As the first set of full results from the Common Core initiative come in, the program does not appear to be living up to expectations. Hardly any states have posted 50 percent attainment in any subject. Worse, one of the program’s initial goals — to allow parents, educators and the government to compare attainment across states — now appears increasingly unattainable. Arkansas, Mississippi, and Ohio have all decided to withdraw from the PARCC exam for next year, and the two big testing consortiums (PARCC and SBAC) cannot agree on a cut-off point for student rankings.

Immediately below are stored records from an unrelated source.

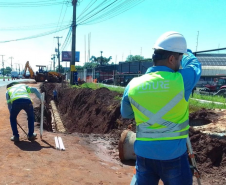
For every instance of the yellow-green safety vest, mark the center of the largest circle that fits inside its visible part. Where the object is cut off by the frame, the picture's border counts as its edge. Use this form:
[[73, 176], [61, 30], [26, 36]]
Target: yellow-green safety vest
[[18, 91], [160, 109]]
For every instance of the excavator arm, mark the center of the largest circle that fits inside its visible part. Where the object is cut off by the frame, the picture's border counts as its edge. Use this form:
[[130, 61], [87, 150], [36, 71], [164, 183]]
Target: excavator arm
[[28, 67]]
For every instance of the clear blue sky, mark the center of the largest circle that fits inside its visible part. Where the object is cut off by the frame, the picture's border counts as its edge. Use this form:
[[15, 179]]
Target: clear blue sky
[[130, 32]]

New York’s Governor Andrew Cuomo said on Thursday September 3 that he would launch a review of the system after hearing parent complaints. He says he will put together a team of experts, teachers, and parents to provide recommendations to overhaul the system before his January State of the State address. Cuomo said in a press release that “the current Common Core program in New York is not working and must be fixed.” New York state’s data on the tests, released a few weeks ago, showed that one in five students opted out of spring tests in English language arts and maths in grades 3-8. In several districts, around 90% of students opted out.
Aside from concerns on test uptake and performance, Common Core is also criticized for having a ‘one-size-fits-all’ mindset, with both disabled and ethnic minority advocates saying the test is not built with their experience of education in mind. It has also seen opposition from parents for putting too much pressure on young children’s shoulders and has been disparaged for its cost, with individual states struggling to finance the testing.